What Is DSCR, Really?
DSCR stands for Debt Service Coverage Ratio. It measures how easily your business can cover debt payments based on your income.
The formula:
DSCR = Net Operating Income / Total Debt Service
- Net Operating Income = profit before interest, taxes, depreciation, and amortization (EBITDA)
- Total Debt Service = loan principal + interest payments due in the same period
A DSCR of 1.25 means you generate $1.25 for every $1.00 in debt obligations.
For SBA loans and commercial bank loans, 1.25 is the gold standard.
Why DSCR Matters to Lenders
Lenders want to know:
- Can you cover the loan payments?
- Is there a buffer if things go wrong?
DSCR is their shorthand for both. It combines:
- Your actual or projected earnings
- Your loan terms
- Risk tolerance
The higher the DSCR, the safer the loan looks.
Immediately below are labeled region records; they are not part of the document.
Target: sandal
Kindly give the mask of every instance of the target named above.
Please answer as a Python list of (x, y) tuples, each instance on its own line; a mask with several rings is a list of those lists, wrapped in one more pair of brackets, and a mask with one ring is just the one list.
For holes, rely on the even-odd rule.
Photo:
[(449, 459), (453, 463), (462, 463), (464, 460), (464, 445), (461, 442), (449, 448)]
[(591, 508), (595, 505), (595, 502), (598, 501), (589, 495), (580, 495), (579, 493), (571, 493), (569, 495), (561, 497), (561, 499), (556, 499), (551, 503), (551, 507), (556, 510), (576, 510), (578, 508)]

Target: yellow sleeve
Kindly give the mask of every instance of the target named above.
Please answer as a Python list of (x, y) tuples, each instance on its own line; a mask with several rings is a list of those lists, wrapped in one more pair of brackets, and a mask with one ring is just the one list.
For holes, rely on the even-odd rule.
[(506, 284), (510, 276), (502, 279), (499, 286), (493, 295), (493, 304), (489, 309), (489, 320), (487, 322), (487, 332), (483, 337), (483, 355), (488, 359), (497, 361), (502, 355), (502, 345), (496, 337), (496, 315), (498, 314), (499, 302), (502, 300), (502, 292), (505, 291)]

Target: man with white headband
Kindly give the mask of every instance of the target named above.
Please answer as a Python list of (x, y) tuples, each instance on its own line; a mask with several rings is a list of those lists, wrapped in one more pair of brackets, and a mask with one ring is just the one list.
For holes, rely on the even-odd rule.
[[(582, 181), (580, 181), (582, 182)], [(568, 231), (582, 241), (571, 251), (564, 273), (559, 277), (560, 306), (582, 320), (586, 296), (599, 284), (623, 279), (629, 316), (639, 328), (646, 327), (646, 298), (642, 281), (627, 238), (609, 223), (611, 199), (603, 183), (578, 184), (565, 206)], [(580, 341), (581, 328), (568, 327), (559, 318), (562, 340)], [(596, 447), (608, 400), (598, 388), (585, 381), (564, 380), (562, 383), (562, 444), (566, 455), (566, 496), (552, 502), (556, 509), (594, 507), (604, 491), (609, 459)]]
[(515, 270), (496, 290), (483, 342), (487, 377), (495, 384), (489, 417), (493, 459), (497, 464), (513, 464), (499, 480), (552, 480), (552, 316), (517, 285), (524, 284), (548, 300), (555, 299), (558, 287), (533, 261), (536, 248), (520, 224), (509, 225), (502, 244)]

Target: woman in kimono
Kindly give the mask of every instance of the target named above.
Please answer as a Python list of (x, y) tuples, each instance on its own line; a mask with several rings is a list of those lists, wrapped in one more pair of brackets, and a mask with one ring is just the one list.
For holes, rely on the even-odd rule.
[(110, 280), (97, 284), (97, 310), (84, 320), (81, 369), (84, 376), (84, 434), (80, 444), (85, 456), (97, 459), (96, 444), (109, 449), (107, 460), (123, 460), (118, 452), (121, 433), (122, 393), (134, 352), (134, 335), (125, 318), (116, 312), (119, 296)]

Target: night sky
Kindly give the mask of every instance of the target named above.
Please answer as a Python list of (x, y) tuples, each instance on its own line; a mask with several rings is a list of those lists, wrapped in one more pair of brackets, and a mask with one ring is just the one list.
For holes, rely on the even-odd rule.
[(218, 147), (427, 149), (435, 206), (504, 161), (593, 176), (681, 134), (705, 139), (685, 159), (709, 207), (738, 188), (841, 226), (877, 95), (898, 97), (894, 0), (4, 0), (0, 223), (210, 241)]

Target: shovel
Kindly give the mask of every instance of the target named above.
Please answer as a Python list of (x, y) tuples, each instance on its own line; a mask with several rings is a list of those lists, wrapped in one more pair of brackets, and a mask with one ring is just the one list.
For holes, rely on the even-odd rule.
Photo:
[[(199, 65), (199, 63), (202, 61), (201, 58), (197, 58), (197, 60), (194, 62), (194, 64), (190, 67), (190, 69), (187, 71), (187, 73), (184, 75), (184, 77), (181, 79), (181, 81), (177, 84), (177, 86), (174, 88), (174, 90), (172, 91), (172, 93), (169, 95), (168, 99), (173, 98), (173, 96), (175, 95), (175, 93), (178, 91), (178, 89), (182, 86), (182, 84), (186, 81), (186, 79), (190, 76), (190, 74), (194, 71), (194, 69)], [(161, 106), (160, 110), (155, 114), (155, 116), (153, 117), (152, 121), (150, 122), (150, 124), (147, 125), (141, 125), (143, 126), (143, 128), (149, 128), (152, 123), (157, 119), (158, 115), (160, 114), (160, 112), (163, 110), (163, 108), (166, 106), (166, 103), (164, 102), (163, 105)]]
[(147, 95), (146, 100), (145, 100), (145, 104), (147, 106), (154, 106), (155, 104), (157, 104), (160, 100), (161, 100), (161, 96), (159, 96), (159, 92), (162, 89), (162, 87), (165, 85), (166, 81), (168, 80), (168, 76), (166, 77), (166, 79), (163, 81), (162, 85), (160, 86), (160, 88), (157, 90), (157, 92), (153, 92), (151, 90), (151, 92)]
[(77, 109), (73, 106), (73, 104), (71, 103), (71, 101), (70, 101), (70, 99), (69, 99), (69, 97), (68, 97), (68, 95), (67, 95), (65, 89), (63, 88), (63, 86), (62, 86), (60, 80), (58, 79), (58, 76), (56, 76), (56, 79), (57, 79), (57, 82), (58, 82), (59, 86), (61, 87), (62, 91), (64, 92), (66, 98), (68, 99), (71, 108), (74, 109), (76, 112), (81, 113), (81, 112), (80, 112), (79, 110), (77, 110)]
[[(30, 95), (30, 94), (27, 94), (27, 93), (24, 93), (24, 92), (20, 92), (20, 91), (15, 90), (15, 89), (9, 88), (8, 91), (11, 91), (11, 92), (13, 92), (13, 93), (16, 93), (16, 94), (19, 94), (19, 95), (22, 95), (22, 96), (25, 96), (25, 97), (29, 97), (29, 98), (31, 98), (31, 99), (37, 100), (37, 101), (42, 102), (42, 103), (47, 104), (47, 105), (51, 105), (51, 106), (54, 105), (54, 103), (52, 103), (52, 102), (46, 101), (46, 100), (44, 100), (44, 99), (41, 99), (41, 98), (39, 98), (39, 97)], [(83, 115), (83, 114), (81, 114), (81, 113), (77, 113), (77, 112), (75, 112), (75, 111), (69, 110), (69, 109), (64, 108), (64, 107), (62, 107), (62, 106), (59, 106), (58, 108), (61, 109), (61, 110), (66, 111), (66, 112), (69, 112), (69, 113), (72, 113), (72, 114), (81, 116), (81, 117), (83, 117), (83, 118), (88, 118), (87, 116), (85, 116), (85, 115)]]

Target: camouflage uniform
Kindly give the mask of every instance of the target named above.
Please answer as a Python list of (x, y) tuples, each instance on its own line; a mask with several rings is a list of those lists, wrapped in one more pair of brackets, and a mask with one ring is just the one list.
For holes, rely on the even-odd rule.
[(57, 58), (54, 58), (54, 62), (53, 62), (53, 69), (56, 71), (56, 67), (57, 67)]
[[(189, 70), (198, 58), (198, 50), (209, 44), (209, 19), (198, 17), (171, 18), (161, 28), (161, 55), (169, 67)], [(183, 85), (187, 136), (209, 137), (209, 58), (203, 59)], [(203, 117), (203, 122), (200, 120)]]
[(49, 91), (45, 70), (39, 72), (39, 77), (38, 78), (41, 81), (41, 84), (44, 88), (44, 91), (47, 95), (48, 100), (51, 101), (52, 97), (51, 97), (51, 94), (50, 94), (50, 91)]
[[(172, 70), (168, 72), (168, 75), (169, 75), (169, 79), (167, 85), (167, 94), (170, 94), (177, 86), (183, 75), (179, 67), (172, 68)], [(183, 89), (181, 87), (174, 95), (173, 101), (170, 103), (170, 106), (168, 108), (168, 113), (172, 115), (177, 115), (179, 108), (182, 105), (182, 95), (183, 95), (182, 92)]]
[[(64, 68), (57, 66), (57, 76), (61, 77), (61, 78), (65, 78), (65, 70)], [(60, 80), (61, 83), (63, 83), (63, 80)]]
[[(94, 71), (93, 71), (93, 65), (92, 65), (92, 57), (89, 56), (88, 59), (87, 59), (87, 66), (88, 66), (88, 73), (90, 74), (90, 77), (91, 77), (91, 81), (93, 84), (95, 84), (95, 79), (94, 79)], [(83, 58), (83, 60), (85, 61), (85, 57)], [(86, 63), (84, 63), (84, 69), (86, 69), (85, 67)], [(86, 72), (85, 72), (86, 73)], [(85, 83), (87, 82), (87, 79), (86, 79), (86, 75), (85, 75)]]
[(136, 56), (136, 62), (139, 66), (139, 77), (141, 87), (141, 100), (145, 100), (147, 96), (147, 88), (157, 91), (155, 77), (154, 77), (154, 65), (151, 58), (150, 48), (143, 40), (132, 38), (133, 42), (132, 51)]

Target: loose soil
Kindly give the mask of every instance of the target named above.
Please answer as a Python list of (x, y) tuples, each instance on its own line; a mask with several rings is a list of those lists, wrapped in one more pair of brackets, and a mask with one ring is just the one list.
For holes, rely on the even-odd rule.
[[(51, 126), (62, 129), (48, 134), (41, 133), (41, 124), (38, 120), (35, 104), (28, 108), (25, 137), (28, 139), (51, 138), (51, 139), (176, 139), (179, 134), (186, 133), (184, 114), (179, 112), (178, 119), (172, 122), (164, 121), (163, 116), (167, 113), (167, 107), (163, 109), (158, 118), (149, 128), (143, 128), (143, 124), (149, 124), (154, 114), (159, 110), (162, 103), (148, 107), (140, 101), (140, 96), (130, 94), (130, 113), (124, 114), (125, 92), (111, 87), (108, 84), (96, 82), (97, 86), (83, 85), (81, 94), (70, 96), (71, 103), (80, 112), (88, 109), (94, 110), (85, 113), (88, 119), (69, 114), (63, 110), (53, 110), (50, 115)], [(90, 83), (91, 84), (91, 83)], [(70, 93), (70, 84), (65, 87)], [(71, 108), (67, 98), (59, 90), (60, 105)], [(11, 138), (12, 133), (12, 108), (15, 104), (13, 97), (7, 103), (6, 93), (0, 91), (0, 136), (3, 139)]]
DSCR Benchmarks by Loan Type
Loan Type | Target DSCR |
SBA 7(a) Loans | 1.25 |
Commercial Term Loans | 1.25–1.35 |
Real Estate Loans | 1.2+ |
Working Capital | 1.15+ |
Lower than 1.0? That means you don’t generate enough income to cover payments. Expect a denial.
Where DSCR Fits in Your Business Plan
A smart business plan will show DSCR in two places:
- Financial Forecasts: Projections for the next 3 years, with DSCR calculated annually
- Loan Repayment Section: Include a simple table showing projected EBITDA, loan payments, and resulting DSCR
This makes underwriting easier and builds confidence.
How to Improve Your DSCR
- Increase income: Drive more sales or raise prices
- Cut costs: Improve gross margin or reduce overhead
- Refinance debt: Lower payments or interest
- Delay new expenses: Push out hires or capital purchases
DSCR is dynamic. You control many of the variables.
Sample DSCR Calculation
Let’s say:
- EBITDA (Year 2) = $250,000
- Total Loan Payments = $200,000
DSCR = 250,000 / 200,000 = 1.25 ✅ Strong
Now imagine:
- EBITDA = $150,000
- Debt Service = $200,000
DSCR = 0.75 ❌ Red flag
Red Flags to Avoid
- Not including DSCR at all
- Assuming DSCR improves without explanation
- Tying DSCR to aggressive sales growth with no plan
- Forgetting to adjust for interest rate changes or balloon payments
Tip: Most SBA loan denials happen because the DSCR doesn’t support the loan size.
Final Thought: Lenders Speak DSCR
You don’t need to be an accountant to understand DSCR—but you do need to be able to speak the language of repayment.
Include DSCR in your business plan, explain your assumptions, and tie it directly to your loan strategy.